Despite the jargon there's much food for thought there. One thing that struck me as particularly curious is how they value of a person's life or well being is determined in order to show whether road safety measures are justified or not (I did say it was dry stuff). You may shudder at the thought of your life being so precisely valued, but it would be stupid to spend say £1 million on a measure likely to save one life every ten years and then have no funds left to spend on another measure that would save one life per year, so it seems these sorts of calculations have to be made.
So we find under the Road Safety Economics heading of Bristol's Road Casualty Review that the Department for Transport give us figures for the value of saving a life which vary according to the type of road.

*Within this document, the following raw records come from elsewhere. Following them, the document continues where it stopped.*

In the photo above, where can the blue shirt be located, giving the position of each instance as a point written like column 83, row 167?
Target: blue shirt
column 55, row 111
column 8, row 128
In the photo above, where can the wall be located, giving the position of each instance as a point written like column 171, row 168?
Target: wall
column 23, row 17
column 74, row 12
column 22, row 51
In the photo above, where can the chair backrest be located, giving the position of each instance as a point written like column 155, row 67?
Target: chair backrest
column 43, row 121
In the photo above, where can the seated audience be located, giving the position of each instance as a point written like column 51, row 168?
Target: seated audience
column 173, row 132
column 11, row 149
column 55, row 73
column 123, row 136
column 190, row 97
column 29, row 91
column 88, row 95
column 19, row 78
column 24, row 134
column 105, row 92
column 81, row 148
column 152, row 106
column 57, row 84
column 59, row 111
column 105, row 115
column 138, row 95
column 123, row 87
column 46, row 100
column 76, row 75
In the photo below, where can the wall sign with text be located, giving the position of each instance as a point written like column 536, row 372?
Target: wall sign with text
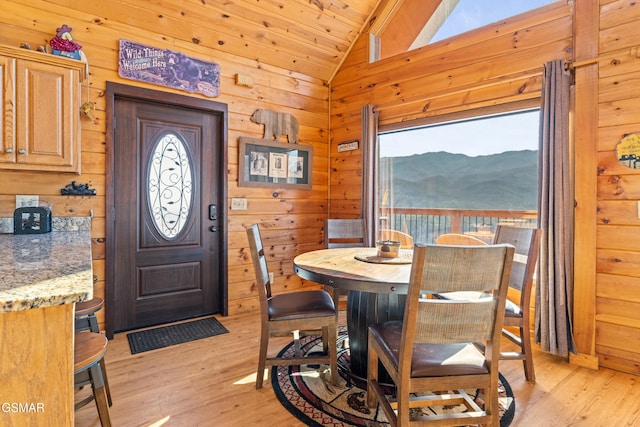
column 165, row 67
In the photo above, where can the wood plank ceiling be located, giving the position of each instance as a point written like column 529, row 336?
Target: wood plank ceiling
column 304, row 36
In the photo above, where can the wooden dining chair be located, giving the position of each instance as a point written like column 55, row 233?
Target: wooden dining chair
column 406, row 241
column 458, row 239
column 312, row 310
column 517, row 319
column 434, row 348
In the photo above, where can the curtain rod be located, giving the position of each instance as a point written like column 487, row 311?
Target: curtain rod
column 633, row 51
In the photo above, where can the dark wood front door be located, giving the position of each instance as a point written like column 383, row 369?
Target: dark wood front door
column 165, row 235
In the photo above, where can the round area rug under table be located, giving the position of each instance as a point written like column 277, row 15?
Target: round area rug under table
column 307, row 393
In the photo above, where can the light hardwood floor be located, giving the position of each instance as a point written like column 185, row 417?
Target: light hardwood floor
column 210, row 382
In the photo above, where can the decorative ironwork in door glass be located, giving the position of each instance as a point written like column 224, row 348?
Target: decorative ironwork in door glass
column 170, row 185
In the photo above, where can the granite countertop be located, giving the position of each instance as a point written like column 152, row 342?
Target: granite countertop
column 43, row 270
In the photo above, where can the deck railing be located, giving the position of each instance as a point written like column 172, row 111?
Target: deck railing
column 424, row 225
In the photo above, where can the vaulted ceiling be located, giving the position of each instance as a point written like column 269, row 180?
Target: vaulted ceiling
column 311, row 37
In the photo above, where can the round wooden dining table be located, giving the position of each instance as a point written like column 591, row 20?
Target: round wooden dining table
column 377, row 289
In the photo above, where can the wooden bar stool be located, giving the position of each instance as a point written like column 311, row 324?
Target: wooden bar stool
column 85, row 315
column 85, row 319
column 88, row 353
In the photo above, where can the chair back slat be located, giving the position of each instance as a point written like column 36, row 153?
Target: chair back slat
column 526, row 242
column 439, row 269
column 458, row 239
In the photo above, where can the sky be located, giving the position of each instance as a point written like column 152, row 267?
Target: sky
column 470, row 14
column 512, row 132
column 479, row 137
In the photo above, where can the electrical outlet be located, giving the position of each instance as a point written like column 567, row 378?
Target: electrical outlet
column 238, row 204
column 23, row 201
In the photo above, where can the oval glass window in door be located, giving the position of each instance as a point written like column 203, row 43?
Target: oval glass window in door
column 170, row 185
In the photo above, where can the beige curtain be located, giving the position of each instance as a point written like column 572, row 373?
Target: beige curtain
column 369, row 170
column 554, row 284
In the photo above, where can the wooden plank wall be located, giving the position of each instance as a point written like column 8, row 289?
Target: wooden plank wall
column 618, row 189
column 291, row 222
column 502, row 64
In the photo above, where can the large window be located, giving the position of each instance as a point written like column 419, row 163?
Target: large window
column 461, row 176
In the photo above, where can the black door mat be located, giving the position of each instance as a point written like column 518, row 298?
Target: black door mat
column 166, row 336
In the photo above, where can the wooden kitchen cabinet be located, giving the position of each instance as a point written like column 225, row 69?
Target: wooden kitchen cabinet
column 40, row 118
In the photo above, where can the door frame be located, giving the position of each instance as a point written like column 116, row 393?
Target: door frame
column 121, row 91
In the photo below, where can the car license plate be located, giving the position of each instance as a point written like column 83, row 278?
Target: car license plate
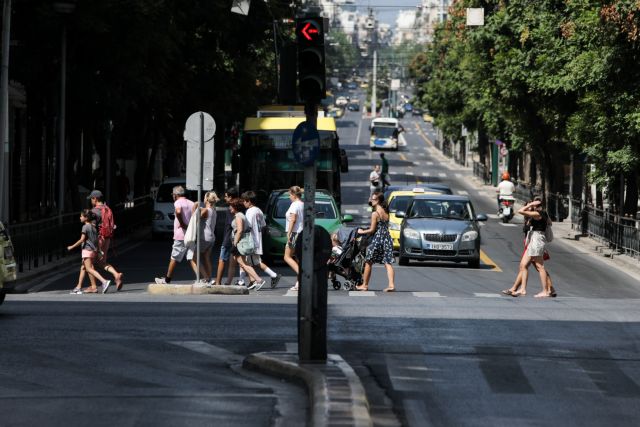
column 440, row 246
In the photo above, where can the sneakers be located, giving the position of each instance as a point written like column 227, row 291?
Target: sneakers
column 105, row 286
column 275, row 280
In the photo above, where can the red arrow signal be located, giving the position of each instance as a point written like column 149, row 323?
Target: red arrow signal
column 308, row 31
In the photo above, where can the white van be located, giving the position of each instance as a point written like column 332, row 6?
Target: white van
column 7, row 263
column 385, row 133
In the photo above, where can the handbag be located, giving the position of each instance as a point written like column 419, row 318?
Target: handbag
column 246, row 246
column 190, row 235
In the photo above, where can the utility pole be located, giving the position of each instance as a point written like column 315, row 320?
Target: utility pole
column 4, row 113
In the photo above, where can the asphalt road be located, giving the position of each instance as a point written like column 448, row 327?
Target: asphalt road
column 446, row 349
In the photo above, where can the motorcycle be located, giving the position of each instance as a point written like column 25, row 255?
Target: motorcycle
column 507, row 204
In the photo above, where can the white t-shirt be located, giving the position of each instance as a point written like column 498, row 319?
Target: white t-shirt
column 296, row 208
column 256, row 220
column 506, row 188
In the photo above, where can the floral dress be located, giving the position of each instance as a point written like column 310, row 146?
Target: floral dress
column 380, row 249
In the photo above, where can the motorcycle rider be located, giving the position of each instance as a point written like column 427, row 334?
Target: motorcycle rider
column 505, row 188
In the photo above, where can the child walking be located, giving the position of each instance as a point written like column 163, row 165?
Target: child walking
column 89, row 245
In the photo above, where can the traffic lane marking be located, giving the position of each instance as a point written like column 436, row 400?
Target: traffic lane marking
column 484, row 259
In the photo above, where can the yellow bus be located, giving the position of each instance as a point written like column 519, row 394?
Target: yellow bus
column 266, row 156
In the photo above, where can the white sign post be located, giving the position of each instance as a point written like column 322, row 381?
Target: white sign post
column 198, row 134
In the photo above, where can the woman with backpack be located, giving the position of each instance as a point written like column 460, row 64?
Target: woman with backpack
column 88, row 242
column 242, row 229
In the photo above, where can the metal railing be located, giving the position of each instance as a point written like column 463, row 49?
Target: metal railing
column 40, row 242
column 619, row 233
column 482, row 172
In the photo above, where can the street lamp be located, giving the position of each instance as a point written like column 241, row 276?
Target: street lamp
column 64, row 8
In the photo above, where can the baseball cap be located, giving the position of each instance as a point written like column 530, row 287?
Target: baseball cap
column 95, row 193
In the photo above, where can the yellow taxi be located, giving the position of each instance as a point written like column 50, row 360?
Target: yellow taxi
column 399, row 200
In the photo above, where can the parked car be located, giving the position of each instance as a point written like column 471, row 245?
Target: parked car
column 7, row 263
column 440, row 228
column 274, row 235
column 399, row 200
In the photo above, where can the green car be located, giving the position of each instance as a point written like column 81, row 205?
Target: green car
column 274, row 236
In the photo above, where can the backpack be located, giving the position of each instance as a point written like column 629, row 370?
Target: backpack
column 106, row 223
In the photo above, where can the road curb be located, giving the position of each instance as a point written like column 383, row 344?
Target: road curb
column 336, row 395
column 176, row 289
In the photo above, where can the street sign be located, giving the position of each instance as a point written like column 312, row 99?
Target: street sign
column 193, row 165
column 306, row 143
column 192, row 128
column 197, row 154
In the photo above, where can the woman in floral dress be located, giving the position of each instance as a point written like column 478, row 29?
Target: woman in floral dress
column 380, row 249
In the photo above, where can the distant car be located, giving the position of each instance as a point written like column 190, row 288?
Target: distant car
column 385, row 133
column 399, row 200
column 353, row 106
column 274, row 235
column 8, row 271
column 440, row 228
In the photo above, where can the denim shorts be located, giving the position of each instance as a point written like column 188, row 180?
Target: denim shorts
column 224, row 253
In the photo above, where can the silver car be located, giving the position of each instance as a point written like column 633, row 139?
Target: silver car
column 440, row 228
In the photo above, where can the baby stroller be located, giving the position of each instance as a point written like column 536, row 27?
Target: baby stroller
column 350, row 263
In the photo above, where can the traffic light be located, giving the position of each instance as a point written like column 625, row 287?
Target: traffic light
column 311, row 58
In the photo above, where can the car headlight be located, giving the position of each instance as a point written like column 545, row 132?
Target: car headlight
column 275, row 232
column 470, row 235
column 410, row 233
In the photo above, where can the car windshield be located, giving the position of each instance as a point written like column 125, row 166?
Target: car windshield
column 384, row 132
column 445, row 209
column 324, row 209
column 400, row 203
column 165, row 190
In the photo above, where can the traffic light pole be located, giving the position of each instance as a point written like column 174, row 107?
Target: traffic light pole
column 306, row 351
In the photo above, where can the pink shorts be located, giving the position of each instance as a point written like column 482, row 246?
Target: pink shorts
column 88, row 254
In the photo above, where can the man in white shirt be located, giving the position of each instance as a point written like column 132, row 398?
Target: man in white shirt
column 256, row 220
column 505, row 187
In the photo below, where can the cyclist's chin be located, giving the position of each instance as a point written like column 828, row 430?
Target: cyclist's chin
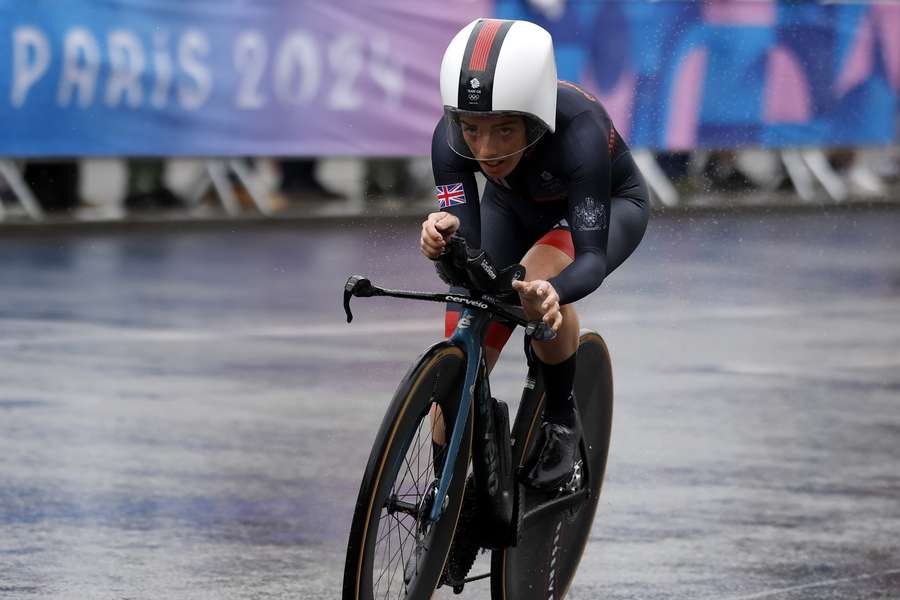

On urban roads a life is worth £1.55 million but on a motorway a life is worth £1.75 million - 13% more. The difference is even more pronounced for slight injuries, worth paying £18k to avoid on urban roads but almost £26k on motorways - 41% more.
Why is the health and safety of motorway users worth so much more than users of urban roads? Could it be that people killed or injured on urban roads are more likely to be pedestrians or cyclists rather than motorists? Are the lives of pedestrians and cyclists judged to be worth less than those of motorists, perhaps because they are likely to be less economically productive? I've some more digging to do on this, but I don't like the sound of it one bit.